My Granny told me all the time “once you get an education, they can never take it away from you.”
Like many kids, I didn’t listen. Yes, I knew education was important in some abstract way, and it was clear that professional people I saw in person and on television were living much better lives than we were, but it wasn’t until years later – after being stuck in service industry work too long – that the value of that paper made real sense to me.
Fast forward, today, I encounter far too many intelligent people who question the worth of a college education. It’s fashionable for some to say a college degree is no guarantee that black folks will prosper. They point out the fact that college educated African Americans often make less than white folks with high school diplomas.
While good old fashion racism in the workplace is still an issue, there may be another explanation to the white-black post-college pay gap.
A story on PBS.org suggests we should be guiding young people to choose college programs that result in degrees with higher economic value. As it is now, African Americans go to college in high numbers for degrees in occupations that have high social value, but don’t pay well.
Drawing on new research from the Center on Education and the Workforce at Georgetown University, PBS says too few blacks are graduating college with degrees in the fields with the highest median earnings:
African-Americans make up only a small percentage of some of the highest-paying of majors, including those in STEM and business. They’re only 8 percent of engineering, 7 percent of mathematics and 5 percent of computer science majors. Worse, Carnevale said even those who do major in high-paying fields, typically choose the lowest paying major within them. For example, the majority of black women in STEM typically study biology, the lowest-paying of the science discipline. Among engineers, most black men study civil engineering, the lowest-paying in that sector.
In contrast, black college students are over-represented in service-oriented fields: humanities, education and social work (shown in the chart below). One of the lowest-paying majors common among African-Americans with a bachelor’s degree is early childhood education and the median earnings is only $38,000 annually compared to $65,000 for computer science (the lowest among high-paying majors for African-Americans). Carnivale says this is largely because American society overall “does not value service-oriented occupations.”

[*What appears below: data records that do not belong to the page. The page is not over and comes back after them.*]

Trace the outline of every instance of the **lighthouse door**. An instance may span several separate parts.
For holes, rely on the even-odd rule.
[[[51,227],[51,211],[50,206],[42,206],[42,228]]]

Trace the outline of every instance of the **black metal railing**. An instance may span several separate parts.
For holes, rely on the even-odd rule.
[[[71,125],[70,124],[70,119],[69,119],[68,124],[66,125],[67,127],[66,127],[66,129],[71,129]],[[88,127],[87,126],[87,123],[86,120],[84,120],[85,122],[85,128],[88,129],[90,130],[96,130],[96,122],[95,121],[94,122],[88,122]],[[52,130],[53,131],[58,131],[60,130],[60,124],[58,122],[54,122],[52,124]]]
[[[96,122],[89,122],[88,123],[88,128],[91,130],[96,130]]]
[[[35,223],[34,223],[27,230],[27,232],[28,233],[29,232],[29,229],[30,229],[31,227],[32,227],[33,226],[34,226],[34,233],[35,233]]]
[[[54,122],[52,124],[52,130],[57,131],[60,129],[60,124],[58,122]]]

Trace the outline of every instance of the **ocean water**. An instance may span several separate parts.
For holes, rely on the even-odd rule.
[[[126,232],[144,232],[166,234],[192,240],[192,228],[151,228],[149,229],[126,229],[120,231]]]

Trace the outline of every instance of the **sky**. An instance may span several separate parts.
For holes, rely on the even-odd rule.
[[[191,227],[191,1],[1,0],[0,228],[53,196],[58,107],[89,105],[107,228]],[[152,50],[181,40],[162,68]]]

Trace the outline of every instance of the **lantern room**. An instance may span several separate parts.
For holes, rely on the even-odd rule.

Given the enormous social struggles of marginalized communities, and the legacy of educated people of color returning from college to lead in their communities, it makes sense that African American college students would be drawn to service-oriented majors.
Along those lines, the PBS story says “12 percent of the population, African-Americans are 20 percent of all community organizers.”
That’s a good thing, but we won’t have a community to organize if we have no representation in the leading fields of study.
Over time, low-paying majors affect economic prosperity. There’s a $4 million difference in earnings between a four-year degree in early childhood education and petroleum engineering over an entire career. Black students end up with less savings and disposable income paying for educations that landed them low-paying jobs in the first place. It stifles the African-American middle class and contributes to the country’s economic inequality.
That says to me my grandmother’s advice needs updating. We need to be more specific than just “get an education.” We need our next generation to know that the typical white family has 16 times the wealth of a black one. A part of that problem is the legacy of historic discrimination and the compounding interest on white privilege. But, part of it too is the return on investments in college majors that pay.
To address that we should be preparing more of our students to attend four-year colleges, and not ones that are open enrollment with low resources and limited educational programs.
Once we have that, no one can take it away from us.